Raising the minimum rev limit for max fuel flow is what should be done to get more revs from the PU manufacturers. This now stands on 10.500 rpm and that is revs they are falling back to when up shifting.
an fulltime electrically-driven compressor would make little sense with today's F1 engines .....
because the power required is so high (towards 100 hp) due to the very high PR of 3 - 4 used for heat dilution (extremely lean mixture)
to put it another way, they'd never use such a PR without turbocharging
but with a low-boost engine the compressor power would be a fraction of that above
this could be a relatively small engine with a conventionally lean mixture ie little heat dilution or .....
a larger engine with extremely lean mixture ie significant heat dilution
some of the most efficient SI engines ever have been low-boost (than came WW2, which was not an efficiency competition)
the boost increasing power in-cylinder with little increase in friction, pumping losses, and losses to coolant
these days there might be no need for reduced CR in a low-boost engine (F1 or road car)
and electric compressor drive gives perfect control
4 wheel electric drive/regeneration can be far cheaper and more road-relevant by using asynchronous MGs and drives
(with E4wd these also give less scope for covert pseudo-ABS, pseudo-traction control, and steering-by-wire)
it doesn't need the synchronous MGs presently needed to respond with the crankshaft on shifting and with the 0 - 110000 rpm MGU-H
Last edited by Tommy Cookers on 03 Nov 2017, 16:59, edited 1 time in total.
because of the variation in boost with engine rpm (they already have centrifugal superchargers driven independently of ICE rpm)
in past F1 mechanical drive of centrifugal superchargers really needed impeller VG or other throttling or wastegating
(and remember we now want to emulate the present rules ie boost to fall above 10500 rpm or some other rpm)
and there's slowing of the shifts due to the high referred inertia from the supercharger
(at present the MGU-K inertia is mostly cancelled by impulsive generator action on upshifts and impulsive motor action on downshifts)
a small electric supercharger drive in parallel and mixed with the mechanical SC drive would give steady boost as engine rpm varied
and help the shift inertia situation
Sergio Marchionne is well versed in the art of using a lot of words to say nothing at all. Given he didn't come out in support I think it reasonable to assume he isn't overly happy with the proposed regulations: and why should he, these proposed regulations are a halfway house of nothing.I'm not really sure there is anything in these regulations for anyone.
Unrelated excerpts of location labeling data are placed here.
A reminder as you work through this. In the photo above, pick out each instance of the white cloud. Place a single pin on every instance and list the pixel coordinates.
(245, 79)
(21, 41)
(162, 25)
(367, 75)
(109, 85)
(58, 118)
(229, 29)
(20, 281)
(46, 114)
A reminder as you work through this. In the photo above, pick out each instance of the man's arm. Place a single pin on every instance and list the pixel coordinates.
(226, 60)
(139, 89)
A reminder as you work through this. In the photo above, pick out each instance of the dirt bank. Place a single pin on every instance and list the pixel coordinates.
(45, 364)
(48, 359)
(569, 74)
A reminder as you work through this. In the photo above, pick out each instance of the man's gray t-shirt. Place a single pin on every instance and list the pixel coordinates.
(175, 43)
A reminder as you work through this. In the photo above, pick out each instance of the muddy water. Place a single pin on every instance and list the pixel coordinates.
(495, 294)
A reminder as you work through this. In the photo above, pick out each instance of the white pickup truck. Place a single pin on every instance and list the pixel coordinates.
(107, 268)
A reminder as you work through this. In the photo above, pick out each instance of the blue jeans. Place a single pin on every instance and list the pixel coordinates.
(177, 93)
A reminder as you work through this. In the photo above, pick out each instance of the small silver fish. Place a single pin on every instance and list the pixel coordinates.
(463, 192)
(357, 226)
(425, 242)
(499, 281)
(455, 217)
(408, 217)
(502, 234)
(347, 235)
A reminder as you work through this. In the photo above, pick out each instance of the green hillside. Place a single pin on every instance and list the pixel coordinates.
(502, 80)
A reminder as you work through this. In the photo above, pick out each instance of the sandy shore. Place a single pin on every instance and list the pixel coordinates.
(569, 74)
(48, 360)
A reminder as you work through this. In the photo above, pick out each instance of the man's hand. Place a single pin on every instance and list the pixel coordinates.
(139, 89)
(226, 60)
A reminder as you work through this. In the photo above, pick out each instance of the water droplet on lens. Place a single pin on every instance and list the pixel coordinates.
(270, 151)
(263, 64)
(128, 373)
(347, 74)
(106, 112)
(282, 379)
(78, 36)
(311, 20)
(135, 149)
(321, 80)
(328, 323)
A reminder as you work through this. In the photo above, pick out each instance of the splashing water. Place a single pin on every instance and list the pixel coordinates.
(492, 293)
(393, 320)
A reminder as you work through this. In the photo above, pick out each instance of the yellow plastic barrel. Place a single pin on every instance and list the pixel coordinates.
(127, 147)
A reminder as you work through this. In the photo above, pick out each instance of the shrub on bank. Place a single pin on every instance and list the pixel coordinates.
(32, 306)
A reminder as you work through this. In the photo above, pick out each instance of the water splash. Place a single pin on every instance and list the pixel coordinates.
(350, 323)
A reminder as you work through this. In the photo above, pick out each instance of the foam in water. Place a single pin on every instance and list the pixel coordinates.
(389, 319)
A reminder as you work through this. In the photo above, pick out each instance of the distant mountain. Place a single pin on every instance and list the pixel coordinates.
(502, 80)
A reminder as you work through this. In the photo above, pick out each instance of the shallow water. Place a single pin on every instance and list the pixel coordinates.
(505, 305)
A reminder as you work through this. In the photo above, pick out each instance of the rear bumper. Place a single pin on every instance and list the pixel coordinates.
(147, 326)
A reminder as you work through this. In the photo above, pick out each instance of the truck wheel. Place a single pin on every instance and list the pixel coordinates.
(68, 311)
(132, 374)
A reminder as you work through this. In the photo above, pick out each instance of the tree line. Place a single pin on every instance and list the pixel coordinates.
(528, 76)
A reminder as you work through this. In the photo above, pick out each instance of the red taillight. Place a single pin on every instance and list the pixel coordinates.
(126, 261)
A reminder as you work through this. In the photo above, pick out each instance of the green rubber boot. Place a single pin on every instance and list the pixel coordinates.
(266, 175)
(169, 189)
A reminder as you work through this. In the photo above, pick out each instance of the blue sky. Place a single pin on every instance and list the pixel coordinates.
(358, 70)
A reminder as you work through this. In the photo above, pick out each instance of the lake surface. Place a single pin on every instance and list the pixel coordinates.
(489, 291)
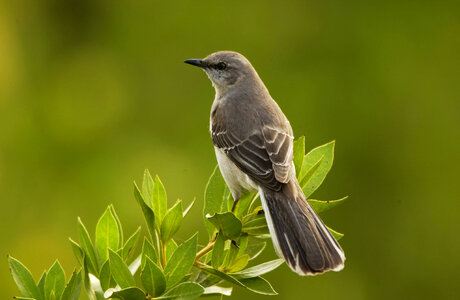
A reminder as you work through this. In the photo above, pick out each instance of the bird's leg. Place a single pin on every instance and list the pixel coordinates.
(235, 202)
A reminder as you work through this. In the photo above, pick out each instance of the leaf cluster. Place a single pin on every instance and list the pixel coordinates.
(159, 267)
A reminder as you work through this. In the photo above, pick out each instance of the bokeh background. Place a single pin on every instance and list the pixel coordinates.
(93, 92)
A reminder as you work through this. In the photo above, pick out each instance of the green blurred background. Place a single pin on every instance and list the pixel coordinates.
(92, 92)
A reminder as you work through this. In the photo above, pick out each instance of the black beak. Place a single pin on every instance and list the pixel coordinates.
(195, 62)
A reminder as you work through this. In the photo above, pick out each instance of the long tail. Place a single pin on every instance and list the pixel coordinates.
(298, 233)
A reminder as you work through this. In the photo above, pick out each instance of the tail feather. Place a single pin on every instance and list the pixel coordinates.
(298, 233)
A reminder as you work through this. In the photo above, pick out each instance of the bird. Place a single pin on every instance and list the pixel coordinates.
(253, 142)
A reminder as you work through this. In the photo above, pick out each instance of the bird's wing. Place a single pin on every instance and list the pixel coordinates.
(265, 155)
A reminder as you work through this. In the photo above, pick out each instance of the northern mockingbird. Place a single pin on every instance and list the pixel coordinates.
(253, 141)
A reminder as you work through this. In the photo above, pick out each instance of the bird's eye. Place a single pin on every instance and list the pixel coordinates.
(221, 66)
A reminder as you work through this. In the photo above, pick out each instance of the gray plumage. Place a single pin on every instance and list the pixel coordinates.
(253, 142)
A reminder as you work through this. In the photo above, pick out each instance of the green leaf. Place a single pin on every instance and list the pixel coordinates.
(131, 293)
(310, 172)
(72, 290)
(105, 277)
(239, 264)
(159, 201)
(255, 247)
(257, 284)
(259, 269)
(78, 252)
(184, 291)
(149, 216)
(120, 271)
(335, 234)
(171, 222)
(181, 261)
(23, 279)
(229, 225)
(218, 251)
(299, 153)
(120, 229)
(188, 208)
(41, 285)
(215, 289)
(148, 251)
(135, 265)
(320, 206)
(325, 153)
(88, 248)
(256, 226)
(242, 244)
(147, 188)
(91, 283)
(130, 245)
(55, 281)
(107, 235)
(153, 278)
(216, 197)
(170, 248)
(230, 255)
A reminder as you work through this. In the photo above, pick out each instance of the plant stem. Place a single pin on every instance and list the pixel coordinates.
(163, 254)
(206, 249)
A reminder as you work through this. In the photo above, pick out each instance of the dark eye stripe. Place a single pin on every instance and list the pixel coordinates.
(221, 66)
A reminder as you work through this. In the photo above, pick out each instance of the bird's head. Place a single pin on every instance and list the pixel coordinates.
(225, 69)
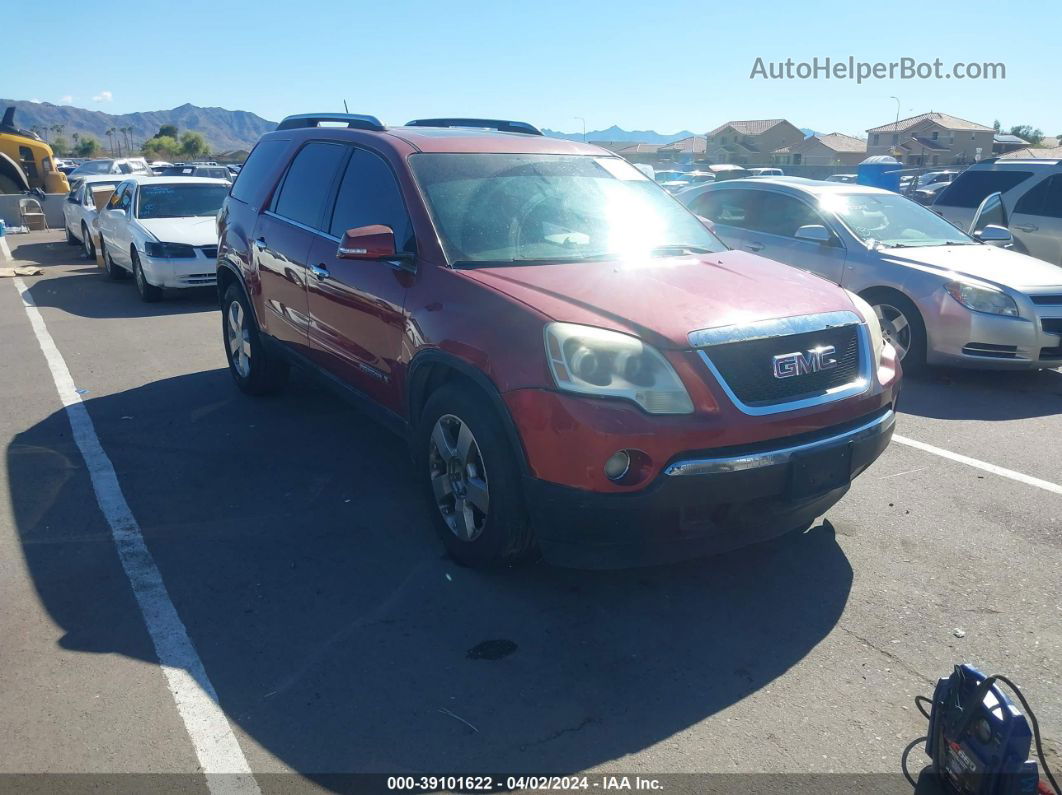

It is easy to see why they start discussing engine changes 5 years in advance.
Are there any details in this proposed engine spec of engine allocations per season? Could this not be a good place to start with the whole "competition vs show" balancing act that Liberty seem willing to embrace and/or face up to?
As surely there's a huge increase in R&D costs for reliability purposes if an engine (and ancillaries) has to last 5 races instead of just 1? Could it be cheaper, per unit produced, if each driver was allowed a fresh engine per weekend? Would an increase in production numbers lead to a change in manufacturing techniques that are more mass production, such as casting instead of milling components?